Sadar sudah kelepasan emosi, Flopia langsung mengalihkan pandangan matanya ke arah lain. Gadis itu menggigit bibir bawahnya agar tidak menangis di depan Pram.
Pramuda memajukan tubuhnya ke depan dan perlahan menggenggam tangan Flopia yang tampak bergetar di atas meja. "Kamu kenapa? Punya masalah? Kamu bisa cerita kalau kamu mau, aku siap jadi pendengar yang baik."
"Papa aku selingkuh. Dia mau menceraikan Mama aku dan menikahi wanita selingkuhannya itu. Aku benci padanya. Aku benci dengan orang yang tidak bisa setia."
"Kamu nggak boleh gitu, jangan membencinya. Seburuk dan sebrengsek apapun, dia itu tetap Papamu. Karena beliau makanya kamu bisa ada di sini," Ucap Pram membela Papa Flopia.
"Aku yakin 99% Papa yang ada di dunia ini pasti pernah selingkuh. Iya kan?" Tanya Flopia.
Pram terlihat berfikir sejenak lalu kemudian menjawab. "Papa aku nggak kok."
"Baguslah 1 : 99. Papamu hebat dan luar biasa." Ujar Flopia tersenyum.
Namun sedetik kemudian senyum itu memudar, saat kedua iris mata hitamnya menangkap sosok Tama bersama seorang wanita muda yang tengah hamil. Mereka berdua berjalan di pinggir swimming pool menuju ke meja yang sudah di reservasi sebelumnya.
"Perempuan sialan!" Umpat Flopia menggeram.
"Hey, kamu kenapa?" Tanya Pram bingung.

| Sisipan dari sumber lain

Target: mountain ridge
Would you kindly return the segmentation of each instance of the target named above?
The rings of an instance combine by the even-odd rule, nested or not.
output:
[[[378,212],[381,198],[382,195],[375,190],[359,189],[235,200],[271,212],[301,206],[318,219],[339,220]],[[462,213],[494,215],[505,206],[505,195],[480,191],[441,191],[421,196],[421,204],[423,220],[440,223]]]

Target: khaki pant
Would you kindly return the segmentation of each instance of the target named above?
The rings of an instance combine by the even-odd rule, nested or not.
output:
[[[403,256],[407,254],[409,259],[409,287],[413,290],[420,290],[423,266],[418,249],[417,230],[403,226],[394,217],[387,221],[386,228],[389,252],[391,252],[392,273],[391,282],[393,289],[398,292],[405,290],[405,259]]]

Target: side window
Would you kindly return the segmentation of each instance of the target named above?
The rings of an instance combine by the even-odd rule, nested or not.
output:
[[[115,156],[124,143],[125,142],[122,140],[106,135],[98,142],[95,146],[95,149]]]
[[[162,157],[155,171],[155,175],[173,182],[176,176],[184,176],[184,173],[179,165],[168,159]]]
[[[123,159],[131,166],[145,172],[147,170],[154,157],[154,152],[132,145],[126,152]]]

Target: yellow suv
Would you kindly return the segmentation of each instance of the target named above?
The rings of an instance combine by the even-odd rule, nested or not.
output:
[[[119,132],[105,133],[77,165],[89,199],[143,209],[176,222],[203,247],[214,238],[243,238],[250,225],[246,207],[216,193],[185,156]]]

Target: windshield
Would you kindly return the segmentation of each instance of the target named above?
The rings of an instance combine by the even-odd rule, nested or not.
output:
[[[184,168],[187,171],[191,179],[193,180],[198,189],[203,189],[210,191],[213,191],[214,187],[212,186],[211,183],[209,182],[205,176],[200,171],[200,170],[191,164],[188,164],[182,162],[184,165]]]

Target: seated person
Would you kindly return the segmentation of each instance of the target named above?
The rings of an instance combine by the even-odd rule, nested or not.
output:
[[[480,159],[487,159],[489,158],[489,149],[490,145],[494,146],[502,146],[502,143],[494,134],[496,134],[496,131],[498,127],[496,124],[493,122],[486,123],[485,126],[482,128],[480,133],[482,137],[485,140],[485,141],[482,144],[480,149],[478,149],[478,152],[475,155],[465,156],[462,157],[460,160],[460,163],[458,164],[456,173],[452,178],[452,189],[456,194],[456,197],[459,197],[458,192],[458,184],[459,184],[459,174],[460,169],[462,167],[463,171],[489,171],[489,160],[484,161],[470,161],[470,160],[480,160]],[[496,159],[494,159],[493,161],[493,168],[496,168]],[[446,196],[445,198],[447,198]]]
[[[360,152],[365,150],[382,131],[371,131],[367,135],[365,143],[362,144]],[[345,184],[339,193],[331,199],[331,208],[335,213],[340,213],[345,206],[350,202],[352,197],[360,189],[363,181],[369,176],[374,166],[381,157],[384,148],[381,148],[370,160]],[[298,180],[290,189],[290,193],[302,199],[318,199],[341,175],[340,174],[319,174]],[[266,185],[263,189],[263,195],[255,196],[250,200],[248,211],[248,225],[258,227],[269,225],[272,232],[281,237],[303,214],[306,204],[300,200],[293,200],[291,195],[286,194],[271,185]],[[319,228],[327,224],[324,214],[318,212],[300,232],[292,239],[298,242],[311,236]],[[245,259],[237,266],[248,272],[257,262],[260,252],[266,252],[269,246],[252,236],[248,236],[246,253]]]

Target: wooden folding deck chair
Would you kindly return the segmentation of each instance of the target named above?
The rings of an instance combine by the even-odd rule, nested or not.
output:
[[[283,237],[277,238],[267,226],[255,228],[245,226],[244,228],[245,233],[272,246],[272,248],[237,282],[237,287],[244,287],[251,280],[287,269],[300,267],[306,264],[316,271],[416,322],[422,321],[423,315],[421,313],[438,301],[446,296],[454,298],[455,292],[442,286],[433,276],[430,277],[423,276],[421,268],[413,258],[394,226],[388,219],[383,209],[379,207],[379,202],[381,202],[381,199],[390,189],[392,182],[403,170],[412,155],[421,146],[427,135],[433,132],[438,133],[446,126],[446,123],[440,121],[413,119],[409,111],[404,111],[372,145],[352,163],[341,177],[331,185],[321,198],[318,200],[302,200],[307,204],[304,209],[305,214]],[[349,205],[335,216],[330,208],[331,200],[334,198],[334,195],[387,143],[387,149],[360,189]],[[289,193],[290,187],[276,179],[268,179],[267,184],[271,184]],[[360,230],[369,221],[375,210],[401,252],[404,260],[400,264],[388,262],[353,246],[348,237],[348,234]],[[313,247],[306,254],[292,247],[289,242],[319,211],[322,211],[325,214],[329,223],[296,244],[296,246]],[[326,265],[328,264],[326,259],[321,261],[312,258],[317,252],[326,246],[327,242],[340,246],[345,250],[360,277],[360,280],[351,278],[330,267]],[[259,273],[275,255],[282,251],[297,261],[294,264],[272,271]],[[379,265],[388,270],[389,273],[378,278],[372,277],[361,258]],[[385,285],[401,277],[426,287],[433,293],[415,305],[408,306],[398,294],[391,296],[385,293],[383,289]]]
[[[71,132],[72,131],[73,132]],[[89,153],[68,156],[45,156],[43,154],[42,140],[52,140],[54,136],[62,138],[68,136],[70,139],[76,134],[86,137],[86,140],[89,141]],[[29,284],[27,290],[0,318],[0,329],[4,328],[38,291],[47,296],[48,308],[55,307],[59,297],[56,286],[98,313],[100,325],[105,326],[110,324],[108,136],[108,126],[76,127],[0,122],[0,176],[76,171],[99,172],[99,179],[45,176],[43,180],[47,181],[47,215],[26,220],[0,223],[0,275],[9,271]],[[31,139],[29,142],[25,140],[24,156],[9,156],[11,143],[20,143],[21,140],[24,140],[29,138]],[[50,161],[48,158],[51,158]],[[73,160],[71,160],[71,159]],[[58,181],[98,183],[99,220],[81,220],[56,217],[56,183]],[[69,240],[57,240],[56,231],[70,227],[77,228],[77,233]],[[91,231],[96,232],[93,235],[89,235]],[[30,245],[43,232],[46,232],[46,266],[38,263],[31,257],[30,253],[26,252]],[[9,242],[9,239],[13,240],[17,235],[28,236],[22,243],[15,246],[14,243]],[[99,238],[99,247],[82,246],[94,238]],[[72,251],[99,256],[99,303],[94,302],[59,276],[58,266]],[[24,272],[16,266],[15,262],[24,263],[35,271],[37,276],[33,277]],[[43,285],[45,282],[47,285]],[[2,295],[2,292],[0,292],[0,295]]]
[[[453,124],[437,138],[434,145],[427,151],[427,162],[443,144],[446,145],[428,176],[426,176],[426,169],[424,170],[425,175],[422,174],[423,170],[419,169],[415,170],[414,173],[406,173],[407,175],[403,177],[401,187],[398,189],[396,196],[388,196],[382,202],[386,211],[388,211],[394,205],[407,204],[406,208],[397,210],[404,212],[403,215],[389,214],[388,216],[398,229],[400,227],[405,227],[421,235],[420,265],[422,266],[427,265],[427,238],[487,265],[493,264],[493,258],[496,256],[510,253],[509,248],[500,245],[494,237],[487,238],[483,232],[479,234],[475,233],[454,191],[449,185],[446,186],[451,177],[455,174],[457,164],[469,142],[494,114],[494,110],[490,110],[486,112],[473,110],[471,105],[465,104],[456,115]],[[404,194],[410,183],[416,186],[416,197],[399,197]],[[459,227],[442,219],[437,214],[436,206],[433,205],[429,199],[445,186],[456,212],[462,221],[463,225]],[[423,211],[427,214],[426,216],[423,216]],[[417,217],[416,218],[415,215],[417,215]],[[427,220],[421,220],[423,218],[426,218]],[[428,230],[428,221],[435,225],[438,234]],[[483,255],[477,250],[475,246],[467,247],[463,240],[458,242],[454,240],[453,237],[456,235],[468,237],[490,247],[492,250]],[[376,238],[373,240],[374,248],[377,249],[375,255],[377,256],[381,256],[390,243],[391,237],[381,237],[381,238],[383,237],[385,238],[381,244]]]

Kemudian Pram mengikuti arah pandangan dari Flopia. "Itu Papa kamu?"
Flopia langsung berdiri dari kursinya tanpa menjawab pertanyaan dari Pram. Dia berjalan ke sebrang swimming pool menghampiri Tama dan Vina dengan tatapan penuh amarah.
Sesampainya di sana tanpa membuang waktu Flopia langsung saja melayangkan dua tamparan keras ke pipi Vina.
Plak!
Plak!
"Flopia!" Seru Papanya yang tampak terkejut.
"Itu tamparan untuk perempuan murahan yang sudah menghancurkan keluargaku!" Bentak Flopia di depan papanya. Lalu dia menatap Vina kembali yang masih terdiam di tempat. "Dasar pelacur! Malam ini kamu bakal mati di tanganku, sialan!" Lanjutnya sembari menjambak rambut Vina dengan kedua tangannya.